Authentication is the process of confirming an identity. In the context of network interactions, authentication is the confident identification of one party by another party. Certificates are one way of supporting authentication.
Certificates or digital certificates are collections of data that uniquely identify or verify an individual, company, or other entity on the Internet. Certificates also enable secure, confidential communication between two entities. Personal certificates are used by individuals, whereas server certificates are used to establish secure sessions between the server and clients through secure sockets layer (SSL) technology.

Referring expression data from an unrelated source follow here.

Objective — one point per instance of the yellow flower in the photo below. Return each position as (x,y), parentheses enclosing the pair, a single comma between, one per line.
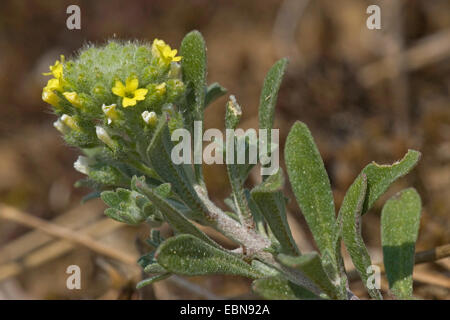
(50,97)
(129,92)
(73,98)
(70,122)
(111,112)
(164,52)
(56,70)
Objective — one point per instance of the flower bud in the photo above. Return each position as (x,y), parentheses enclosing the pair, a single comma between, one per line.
(175,71)
(103,136)
(82,164)
(70,122)
(50,97)
(73,98)
(111,112)
(60,126)
(150,118)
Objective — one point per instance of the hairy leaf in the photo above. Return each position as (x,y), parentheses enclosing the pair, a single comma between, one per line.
(269,94)
(311,185)
(213,92)
(350,220)
(159,153)
(311,266)
(400,221)
(174,217)
(151,280)
(193,51)
(272,206)
(190,256)
(279,288)
(380,177)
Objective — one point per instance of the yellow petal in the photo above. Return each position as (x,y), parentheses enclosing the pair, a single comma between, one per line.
(132,84)
(139,94)
(73,98)
(119,89)
(128,102)
(50,97)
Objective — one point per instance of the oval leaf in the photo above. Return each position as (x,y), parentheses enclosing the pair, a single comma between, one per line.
(190,256)
(311,185)
(400,221)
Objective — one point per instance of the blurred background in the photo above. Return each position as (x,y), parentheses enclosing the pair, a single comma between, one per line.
(365,94)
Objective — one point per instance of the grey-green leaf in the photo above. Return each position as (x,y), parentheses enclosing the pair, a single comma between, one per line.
(190,256)
(400,221)
(380,177)
(269,94)
(174,217)
(270,201)
(151,280)
(159,153)
(311,266)
(311,185)
(350,221)
(193,63)
(213,92)
(279,288)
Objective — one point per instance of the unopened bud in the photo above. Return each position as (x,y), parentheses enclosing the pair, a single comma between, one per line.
(50,97)
(82,164)
(110,112)
(103,136)
(73,98)
(70,122)
(150,118)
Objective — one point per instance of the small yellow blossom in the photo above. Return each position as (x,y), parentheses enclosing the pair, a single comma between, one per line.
(56,70)
(50,97)
(163,51)
(57,82)
(70,122)
(110,112)
(73,98)
(129,92)
(161,89)
(149,118)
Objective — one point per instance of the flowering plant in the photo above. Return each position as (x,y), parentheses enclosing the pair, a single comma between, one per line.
(120,103)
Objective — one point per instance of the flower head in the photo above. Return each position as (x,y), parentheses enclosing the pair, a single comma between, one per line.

A certificate is like a passport; it identifies the holder and provides other important information. Certificates are verified, issued and digitally signed by a trusted third party called Certification Authority (CA). Once a CA has signed a certificate, the holder can present it as proof of identity to establish encrypted, confidential communication. The CA can be a company that sells certificates over the Internet, or it can be a department responsible for issuing certificates for your company’s intranet or extranet. You decide which CAs you trust enough to serve as verifiers of other people’s identities.

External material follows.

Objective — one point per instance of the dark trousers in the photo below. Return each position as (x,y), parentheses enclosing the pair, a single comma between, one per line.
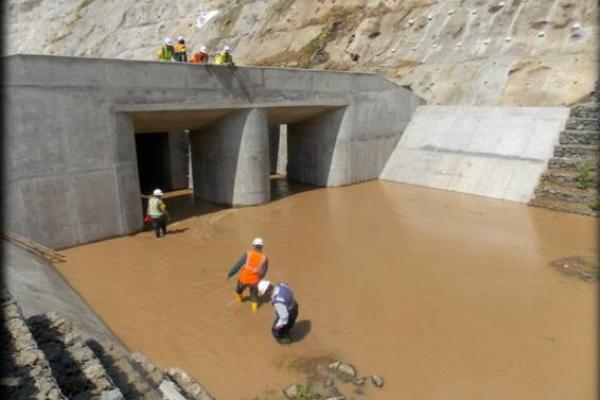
(281,332)
(159,224)
(240,287)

Certificates are based on public key cryptography, which uses a pair of digital keys (very long numbers) to encrypt (encode) information, so that it can be read only by its intended recipient. The recipient then decrypts (decodes) the information to read it.
A key pair contains a public key and a private key. The owner distributes the public key and makes it available to anyone. But the owner never distributes the private key; it is always kept secret. Because the keys are mathematically related, data encrypted with one key can be decrypted only with the other key in the pair. Most importantly, a certificate binds the owner's public key to the owner's identity.
In addition to the public key, a certificate typically includes information such as:
The name of the holder and other identification, like the URL of the Web Server using the certificate, or an individual's email address
The name of the CA that issued the certificate
The “digital signature” of the issuing CA
The validity period (the certificate remains valid only within this period and not before or after this period)
A server certificate must be installed before encryption can be activated.
Server authentication refers to the confident identification of a server by a client; that is, identification of the organization assumed to be responsible for the server at a particular network address. SSL enabled servers must have a certificate and clients may optionally have a certificate.
Client authentication refers to the confident identification of a client by a server; that is, identification of the person assumed to be using the client software. Clients can have multiple certificates, much like a person might have several different pieces of identification.